Certamente, ter pontos de vista distintos sobre uma determinada questão é algo salutar, um aspecto importante nos processos de decisão sobre o que acreditar ou que decisão tomar. Mas prestar atenção a pontos de vista diferentes não é a mesma coisa que cair de cabeça em teorias conspiratórias ou dar peso a notícias claramente falsas como se fossem verdadeiras. Tampouco significa considerar qualquer ideia estapafúrdia (“a Terra é plana”) como digna do mesmo crédito de alegações bem estabelecidas em uma determinada área do conhecimento.

Os mecanismos de busca na internet e as redes sociais, no entanto, muitas vezes colocam em pé de igualdade, aos olhos de seus usuários, o ponto de vista dos especialistas da Sociedade Brasileira de Oncologia Clínica com a de um professor de química que diz ter encontrado a cura do câncer. Como, então, separar o joio do trigo? Como saber quais notícias, links ou alegações são mais plausíveis e merecem a nossa confiança? Embora essas questões sejam difíceis de responder, e apesar de não haver uma solução mágica que funcione para todos os casos, existem maneiras mais eficientes de estimar a confiabilidade daquilo que lemos, ou ouvimos e vemos na internet.
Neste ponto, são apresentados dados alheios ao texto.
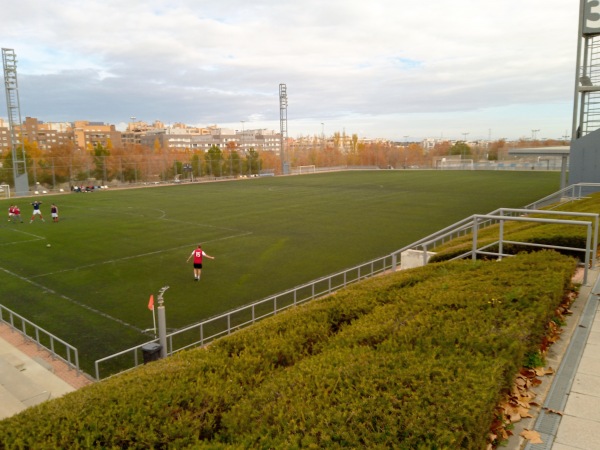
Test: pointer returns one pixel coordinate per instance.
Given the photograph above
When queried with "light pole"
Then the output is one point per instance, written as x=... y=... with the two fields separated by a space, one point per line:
x=405 y=149
x=242 y=133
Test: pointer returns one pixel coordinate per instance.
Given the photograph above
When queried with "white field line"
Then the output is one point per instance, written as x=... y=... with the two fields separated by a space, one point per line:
x=89 y=308
x=141 y=255
x=35 y=236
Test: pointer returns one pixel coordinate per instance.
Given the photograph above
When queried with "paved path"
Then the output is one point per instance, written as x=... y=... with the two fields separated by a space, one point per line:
x=29 y=374
x=569 y=418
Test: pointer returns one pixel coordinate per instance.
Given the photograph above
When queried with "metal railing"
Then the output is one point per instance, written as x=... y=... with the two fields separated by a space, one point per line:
x=224 y=324
x=58 y=348
x=567 y=194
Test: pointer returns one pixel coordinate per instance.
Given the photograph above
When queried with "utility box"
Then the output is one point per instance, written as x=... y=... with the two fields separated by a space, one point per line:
x=151 y=352
x=410 y=259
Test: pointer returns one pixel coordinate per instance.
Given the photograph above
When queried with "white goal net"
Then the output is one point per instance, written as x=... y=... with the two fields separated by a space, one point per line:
x=457 y=164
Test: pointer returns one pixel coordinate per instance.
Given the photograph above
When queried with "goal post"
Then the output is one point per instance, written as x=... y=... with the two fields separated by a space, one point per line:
x=4 y=191
x=307 y=169
x=457 y=164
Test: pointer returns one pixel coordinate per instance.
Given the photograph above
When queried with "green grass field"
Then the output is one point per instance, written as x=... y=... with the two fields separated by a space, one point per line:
x=112 y=249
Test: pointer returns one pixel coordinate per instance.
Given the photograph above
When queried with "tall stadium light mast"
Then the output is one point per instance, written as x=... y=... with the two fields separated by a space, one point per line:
x=9 y=61
x=283 y=126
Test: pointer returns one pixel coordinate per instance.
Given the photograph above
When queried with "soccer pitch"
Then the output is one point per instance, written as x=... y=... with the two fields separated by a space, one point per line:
x=112 y=249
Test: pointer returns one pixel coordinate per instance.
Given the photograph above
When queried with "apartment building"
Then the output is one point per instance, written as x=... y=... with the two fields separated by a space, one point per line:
x=203 y=139
x=88 y=135
x=45 y=135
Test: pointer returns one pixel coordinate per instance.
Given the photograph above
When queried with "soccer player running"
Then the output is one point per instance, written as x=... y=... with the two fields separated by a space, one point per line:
x=198 y=254
x=54 y=212
x=36 y=211
x=17 y=213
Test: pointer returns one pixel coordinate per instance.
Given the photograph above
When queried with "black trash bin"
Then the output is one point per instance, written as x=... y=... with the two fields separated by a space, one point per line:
x=151 y=352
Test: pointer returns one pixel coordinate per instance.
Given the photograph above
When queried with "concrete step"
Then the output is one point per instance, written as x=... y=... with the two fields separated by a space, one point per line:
x=20 y=386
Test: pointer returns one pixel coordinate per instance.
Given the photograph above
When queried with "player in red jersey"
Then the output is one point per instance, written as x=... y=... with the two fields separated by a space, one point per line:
x=198 y=254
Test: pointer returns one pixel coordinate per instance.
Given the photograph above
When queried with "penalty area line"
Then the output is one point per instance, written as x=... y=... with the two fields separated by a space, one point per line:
x=143 y=255
x=75 y=302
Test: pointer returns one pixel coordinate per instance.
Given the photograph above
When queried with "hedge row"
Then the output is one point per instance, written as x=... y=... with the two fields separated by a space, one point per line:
x=417 y=359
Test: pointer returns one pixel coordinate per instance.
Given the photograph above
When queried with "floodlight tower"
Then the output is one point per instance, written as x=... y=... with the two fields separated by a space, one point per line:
x=283 y=126
x=9 y=61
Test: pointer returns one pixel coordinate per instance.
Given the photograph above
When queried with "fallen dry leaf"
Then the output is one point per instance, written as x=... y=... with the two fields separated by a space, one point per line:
x=553 y=411
x=532 y=436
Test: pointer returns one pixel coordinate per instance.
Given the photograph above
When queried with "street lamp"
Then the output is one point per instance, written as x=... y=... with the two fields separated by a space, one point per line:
x=405 y=145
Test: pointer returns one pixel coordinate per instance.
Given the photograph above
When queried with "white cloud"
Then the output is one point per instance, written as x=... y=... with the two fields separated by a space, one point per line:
x=385 y=68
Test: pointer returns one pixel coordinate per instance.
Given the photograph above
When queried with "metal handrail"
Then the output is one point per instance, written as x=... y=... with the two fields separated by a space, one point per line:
x=71 y=356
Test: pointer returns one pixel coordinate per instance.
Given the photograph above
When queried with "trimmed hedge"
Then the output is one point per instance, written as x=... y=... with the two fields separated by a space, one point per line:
x=528 y=232
x=415 y=359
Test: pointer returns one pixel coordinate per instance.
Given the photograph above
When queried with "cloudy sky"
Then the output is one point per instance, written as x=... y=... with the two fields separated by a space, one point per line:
x=378 y=68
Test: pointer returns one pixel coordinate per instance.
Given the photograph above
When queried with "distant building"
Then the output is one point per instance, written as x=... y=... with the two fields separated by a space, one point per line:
x=89 y=134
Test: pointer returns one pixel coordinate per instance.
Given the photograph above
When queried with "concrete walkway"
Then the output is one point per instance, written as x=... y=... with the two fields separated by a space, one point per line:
x=29 y=375
x=569 y=418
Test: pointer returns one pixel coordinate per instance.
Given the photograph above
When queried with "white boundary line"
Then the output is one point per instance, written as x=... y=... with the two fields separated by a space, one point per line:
x=89 y=308
x=141 y=255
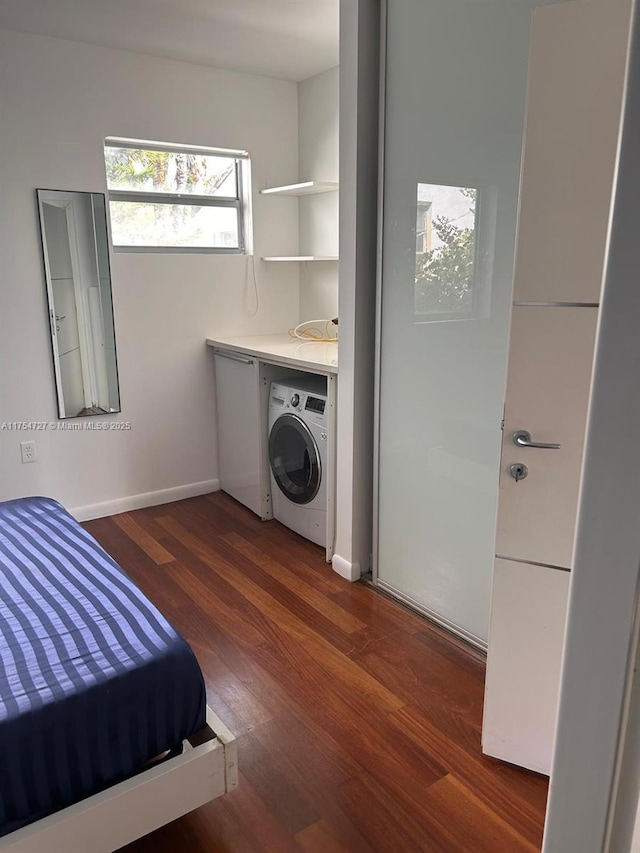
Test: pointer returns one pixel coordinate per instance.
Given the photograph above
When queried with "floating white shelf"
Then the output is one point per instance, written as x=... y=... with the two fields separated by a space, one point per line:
x=301 y=258
x=303 y=188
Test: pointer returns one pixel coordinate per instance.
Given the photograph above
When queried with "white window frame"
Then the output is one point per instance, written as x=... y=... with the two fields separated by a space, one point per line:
x=242 y=201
Uma dessas maneiras é aplicar a chamada “lista CARS”, um acrônimo inglês para Credibilidade do autor, Acurácia, Razoabilidade e Suporte. Ao se deparar com uma notícia compartilhada em uma rede social, verifique quem é o autor do texto, se há evidências de que o autor de fato entende daquilo que está falando, se o seu histórico é conhecido, e se ele tem interesses velados no assunto (algo muito comum nas postagens relacionadas a política que circulam no Facebook).

Ao pensar sobre a notícia em si, verifique o quão acurada ela é, ou seja, se está “bem contada”, se as informações contidas são detalhadas o suficiente, se ela é datada (muitas notícias antigas circulam como se fossem novidades), se está atualizada, e se existem dados relevantes que foram omitidos. É comum, infelizmente, encontrarmos links para páginas que negam a relação do vírus HIV com a AIDS, uma ligação que foi muito bem estabelecida por virologistas há três décadas. O que esses negacionistas omitem é a esmagadora concordância entre especialistas de que há relação entre o HIV e a AIDS, e é a partir desta relação que tratamentos muito bem-sucedidos de controle da doença têm sido elaborados.
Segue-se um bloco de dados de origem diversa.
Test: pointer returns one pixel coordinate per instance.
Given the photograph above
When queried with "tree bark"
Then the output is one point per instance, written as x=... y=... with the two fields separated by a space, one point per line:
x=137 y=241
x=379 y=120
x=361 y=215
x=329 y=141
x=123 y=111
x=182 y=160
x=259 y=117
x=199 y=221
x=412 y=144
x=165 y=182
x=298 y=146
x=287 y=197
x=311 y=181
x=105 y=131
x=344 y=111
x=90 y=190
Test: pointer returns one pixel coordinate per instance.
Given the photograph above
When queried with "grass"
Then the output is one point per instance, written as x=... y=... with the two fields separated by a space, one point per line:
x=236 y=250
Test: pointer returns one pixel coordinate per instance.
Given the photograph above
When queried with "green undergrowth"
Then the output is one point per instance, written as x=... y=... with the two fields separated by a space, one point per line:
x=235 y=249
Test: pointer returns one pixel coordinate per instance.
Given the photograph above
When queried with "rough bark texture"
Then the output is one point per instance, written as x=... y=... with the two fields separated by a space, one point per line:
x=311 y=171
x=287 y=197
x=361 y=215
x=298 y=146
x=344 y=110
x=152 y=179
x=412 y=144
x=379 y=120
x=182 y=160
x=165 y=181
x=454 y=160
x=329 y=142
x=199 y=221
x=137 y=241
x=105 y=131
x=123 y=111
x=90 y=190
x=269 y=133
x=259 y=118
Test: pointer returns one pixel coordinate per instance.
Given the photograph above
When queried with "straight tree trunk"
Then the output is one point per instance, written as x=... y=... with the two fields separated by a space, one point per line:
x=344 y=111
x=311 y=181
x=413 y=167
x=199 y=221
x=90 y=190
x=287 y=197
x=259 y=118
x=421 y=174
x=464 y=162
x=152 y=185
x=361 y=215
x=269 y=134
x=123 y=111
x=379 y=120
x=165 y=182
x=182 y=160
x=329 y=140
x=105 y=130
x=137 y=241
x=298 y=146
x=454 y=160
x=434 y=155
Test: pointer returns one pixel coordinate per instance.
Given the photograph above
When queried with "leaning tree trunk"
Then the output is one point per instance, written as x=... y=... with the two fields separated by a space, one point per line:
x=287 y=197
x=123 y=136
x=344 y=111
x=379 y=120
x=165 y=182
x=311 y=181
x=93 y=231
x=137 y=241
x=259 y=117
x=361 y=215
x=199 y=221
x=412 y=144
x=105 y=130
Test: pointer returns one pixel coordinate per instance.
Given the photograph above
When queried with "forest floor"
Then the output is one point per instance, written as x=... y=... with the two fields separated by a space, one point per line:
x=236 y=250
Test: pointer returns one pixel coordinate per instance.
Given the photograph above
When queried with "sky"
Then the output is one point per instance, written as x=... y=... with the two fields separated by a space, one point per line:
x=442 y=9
O terceiro item da lista CARS diz respeito à razoabilidade da informação. Para que se possa apreciar esse detalhe, podem ser feitas perguntas como “a informação está expressa claramente, em linguagem ‘neutra’?”, “esta é uma alegação provavelmente verdadeira?”, “os argumentos apresentados são coerentes?”, e “isso faz sentido?”. Aqui, cabe uma ressalva: quem acredita que os humanos nunca pisaram na Lua certamente vai ver sentido e considerar razoáveis afirmações que sejam derivadas dessa crença, como a de que Stanley Kubrick foi o responsável pelas filmagens aqui na Terra. Portanto, além de avaliar a razoabilidade daquilo que se lê, é importante que todos nós façamos um esforço verdadeiro para constantemente avaliar a razoabilidade da nossa própria rede de crenças para refinar o modo com que pensamos, e as coisas nas quais acreditamos.
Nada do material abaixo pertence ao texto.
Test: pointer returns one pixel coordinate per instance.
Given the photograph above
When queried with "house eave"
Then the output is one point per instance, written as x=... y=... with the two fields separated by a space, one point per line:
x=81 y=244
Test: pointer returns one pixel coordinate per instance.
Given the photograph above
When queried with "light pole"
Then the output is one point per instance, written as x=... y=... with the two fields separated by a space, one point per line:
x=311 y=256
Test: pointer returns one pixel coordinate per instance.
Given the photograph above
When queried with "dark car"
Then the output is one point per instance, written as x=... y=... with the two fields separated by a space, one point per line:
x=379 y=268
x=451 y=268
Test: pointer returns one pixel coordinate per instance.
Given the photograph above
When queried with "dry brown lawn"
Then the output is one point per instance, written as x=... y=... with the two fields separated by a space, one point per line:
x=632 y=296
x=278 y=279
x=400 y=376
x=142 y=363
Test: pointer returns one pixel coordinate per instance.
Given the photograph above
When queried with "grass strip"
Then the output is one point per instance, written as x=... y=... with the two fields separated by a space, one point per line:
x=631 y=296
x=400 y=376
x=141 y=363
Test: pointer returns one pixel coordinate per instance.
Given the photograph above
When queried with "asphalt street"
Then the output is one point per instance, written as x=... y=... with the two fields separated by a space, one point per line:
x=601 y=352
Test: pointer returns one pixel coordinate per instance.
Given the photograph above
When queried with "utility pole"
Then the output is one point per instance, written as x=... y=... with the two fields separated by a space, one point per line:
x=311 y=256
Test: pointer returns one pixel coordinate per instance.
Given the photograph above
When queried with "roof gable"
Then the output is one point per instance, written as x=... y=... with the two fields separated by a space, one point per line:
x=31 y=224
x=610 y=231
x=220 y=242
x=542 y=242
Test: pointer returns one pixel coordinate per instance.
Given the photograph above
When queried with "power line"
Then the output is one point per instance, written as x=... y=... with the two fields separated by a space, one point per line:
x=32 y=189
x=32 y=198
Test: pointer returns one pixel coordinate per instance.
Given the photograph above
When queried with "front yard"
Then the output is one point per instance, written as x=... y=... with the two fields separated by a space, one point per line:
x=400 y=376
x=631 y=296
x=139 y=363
Por último, vale a pena investir algum tempo para verificar o quão bem a informação que recebemos pela internet é amparada por boas evidências. Aqui, é importante nos perguntarmos “a evidência apresentada é boa?”, “é possível encontrar fontes independentes que afirmem a mesma coisa?”, “outros especialistas concordam com o que está escrito aqui?”, “a notícia traz todos os lados relevantes da questão?”.

É importante destacar que não existe um caminho exato e fácil para encontrarmos informações confiáveis da internet. Avaliar a plausibilidade daquilo que nos chega, e das coisas que queremos compartilhar, é uma tarefa delicada, mas que precisamos fazer. Nos anos 1980, o filósofo americano Harry Frankfurt afirmou que havia muita “bobagem” disseminada em nossa sociedade, e que cada um de nós era responsável por isso. Três décadas depois, há ainda mais “bobagem” circulando, mas há algo que podemos fazer: podemos ser mais responsáveis sobre as coisas que pensamos e, especialmente, sobre as coisas que compartilhamos em nossas redes sociais, diminuindo a nossa parcela de culpa na enxurrada de falsidades que avança no mundo online.